My friend James, a junior doctor working in general medicine, also called me; he was frustrated – he had a first date he was looking forward to, but owing to an extremely late finish, the date he was supposed to meet had to sit through the film unaccompanied. While this may sound like a scene from a romcom, he was actually really disappointed. He is struggling to find time to begin the search for a partner while working such unsociable patterns and many hours beyond those for which he is rostered.
Priya, a junior doctor who I work with, is pregnant. We were working on the acute unit where sick babies and children are admitted, with several patients waiting to be seen by us. There were also 11 GP or midwife referrals on our list who were due to arrive at any moment. As a result of the mounting demands we sought to meet, although we don’t often manage to get a proper break, we had to remind Priya to take one, knowing she needed to look after herself because the baby inside her was also depending on her.

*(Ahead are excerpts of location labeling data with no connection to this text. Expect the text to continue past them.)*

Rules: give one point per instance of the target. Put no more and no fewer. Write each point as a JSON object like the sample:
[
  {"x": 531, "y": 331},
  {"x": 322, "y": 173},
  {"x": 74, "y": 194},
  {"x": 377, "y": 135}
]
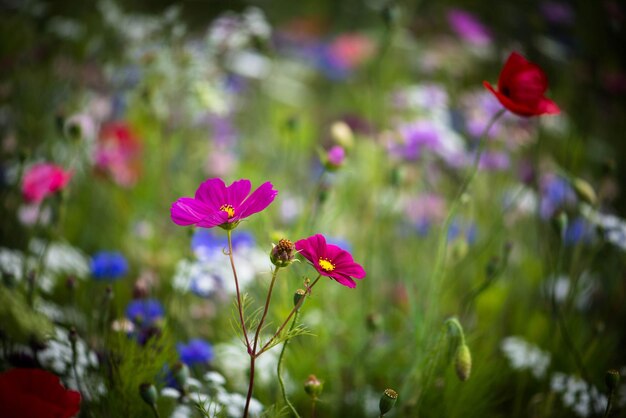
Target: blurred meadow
[{"x": 493, "y": 243}]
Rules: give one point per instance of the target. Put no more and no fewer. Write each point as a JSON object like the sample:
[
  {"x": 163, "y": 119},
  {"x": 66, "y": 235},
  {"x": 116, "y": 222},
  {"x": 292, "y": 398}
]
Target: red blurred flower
[
  {"x": 521, "y": 88},
  {"x": 118, "y": 153},
  {"x": 330, "y": 260},
  {"x": 43, "y": 179},
  {"x": 36, "y": 393}
]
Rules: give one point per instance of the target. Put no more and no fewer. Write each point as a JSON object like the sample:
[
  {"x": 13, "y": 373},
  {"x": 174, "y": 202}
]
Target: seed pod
[
  {"x": 463, "y": 362},
  {"x": 387, "y": 401}
]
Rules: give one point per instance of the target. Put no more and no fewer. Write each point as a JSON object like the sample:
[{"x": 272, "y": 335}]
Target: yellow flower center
[
  {"x": 228, "y": 209},
  {"x": 325, "y": 264}
]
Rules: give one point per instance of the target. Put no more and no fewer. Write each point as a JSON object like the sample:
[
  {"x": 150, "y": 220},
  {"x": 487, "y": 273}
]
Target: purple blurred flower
[
  {"x": 494, "y": 161},
  {"x": 426, "y": 210},
  {"x": 144, "y": 312},
  {"x": 556, "y": 194},
  {"x": 468, "y": 27},
  {"x": 422, "y": 136},
  {"x": 197, "y": 351},
  {"x": 216, "y": 204}
]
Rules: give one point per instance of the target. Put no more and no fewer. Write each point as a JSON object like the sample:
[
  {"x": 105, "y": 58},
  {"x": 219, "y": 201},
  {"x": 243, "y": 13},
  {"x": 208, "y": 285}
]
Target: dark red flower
[
  {"x": 330, "y": 260},
  {"x": 521, "y": 88},
  {"x": 36, "y": 393}
]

These are just the examples which colleagues are happy for me to talk about. The worst thing is there are far sadder examples, which understandably, the doctors do not want me to share.

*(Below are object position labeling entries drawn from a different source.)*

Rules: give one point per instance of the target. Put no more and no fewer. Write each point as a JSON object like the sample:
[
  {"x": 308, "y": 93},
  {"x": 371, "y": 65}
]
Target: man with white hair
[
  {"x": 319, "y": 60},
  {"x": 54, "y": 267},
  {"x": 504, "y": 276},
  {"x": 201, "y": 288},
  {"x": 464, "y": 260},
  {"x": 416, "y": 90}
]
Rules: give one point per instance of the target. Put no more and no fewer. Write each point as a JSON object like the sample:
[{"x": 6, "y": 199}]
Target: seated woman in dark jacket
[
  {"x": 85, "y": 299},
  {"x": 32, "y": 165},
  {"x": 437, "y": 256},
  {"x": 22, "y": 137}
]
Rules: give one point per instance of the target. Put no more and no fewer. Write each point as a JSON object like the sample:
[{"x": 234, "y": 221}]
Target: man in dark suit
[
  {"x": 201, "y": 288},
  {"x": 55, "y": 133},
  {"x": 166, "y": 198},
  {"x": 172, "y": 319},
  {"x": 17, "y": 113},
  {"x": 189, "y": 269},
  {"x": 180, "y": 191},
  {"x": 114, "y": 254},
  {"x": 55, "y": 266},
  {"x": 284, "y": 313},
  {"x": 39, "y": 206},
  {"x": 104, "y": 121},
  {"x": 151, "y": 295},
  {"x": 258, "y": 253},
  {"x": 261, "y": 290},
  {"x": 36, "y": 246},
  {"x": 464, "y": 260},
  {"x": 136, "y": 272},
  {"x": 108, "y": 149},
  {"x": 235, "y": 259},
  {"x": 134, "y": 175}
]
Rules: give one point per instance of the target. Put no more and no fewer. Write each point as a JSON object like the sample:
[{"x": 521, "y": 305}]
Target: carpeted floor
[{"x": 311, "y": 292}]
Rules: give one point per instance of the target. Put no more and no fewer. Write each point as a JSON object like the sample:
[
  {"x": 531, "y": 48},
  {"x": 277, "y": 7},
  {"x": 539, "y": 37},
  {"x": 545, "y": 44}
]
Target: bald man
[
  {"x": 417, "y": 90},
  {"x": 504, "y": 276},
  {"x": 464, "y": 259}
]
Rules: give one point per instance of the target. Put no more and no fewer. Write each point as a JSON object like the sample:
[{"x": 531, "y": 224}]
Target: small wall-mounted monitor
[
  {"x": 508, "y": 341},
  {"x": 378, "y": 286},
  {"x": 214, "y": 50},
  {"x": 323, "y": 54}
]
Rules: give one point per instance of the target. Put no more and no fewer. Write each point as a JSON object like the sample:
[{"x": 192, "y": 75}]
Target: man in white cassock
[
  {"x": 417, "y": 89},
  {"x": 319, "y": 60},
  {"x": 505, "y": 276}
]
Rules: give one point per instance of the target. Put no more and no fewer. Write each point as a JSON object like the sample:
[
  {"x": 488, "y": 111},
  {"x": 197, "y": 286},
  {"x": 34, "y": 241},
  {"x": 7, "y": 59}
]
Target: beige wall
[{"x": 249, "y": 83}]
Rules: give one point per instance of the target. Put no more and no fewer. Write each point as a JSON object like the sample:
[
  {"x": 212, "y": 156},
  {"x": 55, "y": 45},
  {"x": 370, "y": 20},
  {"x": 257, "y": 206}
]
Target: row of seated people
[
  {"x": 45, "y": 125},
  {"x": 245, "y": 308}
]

The British Medical Association’s Cohort Doctor report – a 10-year study of 430 doctors who, nine years post-graduation, are mostly progressing through specially training or working as qualified GPs – showed that 42 per cent of junior doctor speciality trainees reported high or very high stress, a figure which has increased from 29 per cent in one year.
I recently went to a talk on resilience in the workplace, and the discussion which ensued was filled with frustrated doctors saying that so many ways to improve resilience are so hard to meet when the NHS is teetering on what seems like a cliff edge. It is not that as doctors we do not value our own wellbeing – we do.
However, when the system is under so much strain, many of my colleagues prioritise their patients first. There is a difficult balance though, as it is important to ensure we are well enough to look after our patients, especially when so much can hang on decisions we make – sometimes they can be life-changing. No one wants to have decisions made about their treatment by an overtired or an unwell doctor. When we care about people, it is natural to make sacrifices for them. As doctors, we care about our patients, and about the NHS.
Despite the challenges we face, we see the Government’s approach just further alienating the doctors we do have. What is ‘normal’ now cannot be sustained alongside further demands that are being made of us.
The Government continues to estrange doctors and medical students. If the Government wants our wonderful, but severely strained, NHS to be maintained, then they need to truly engage with doctors and start planning for long term sustainability.
Melody Redman is a junior doctor in children’s medicine at Sheffield Children’s Hospital. Names have been changed to protect the identity of staff.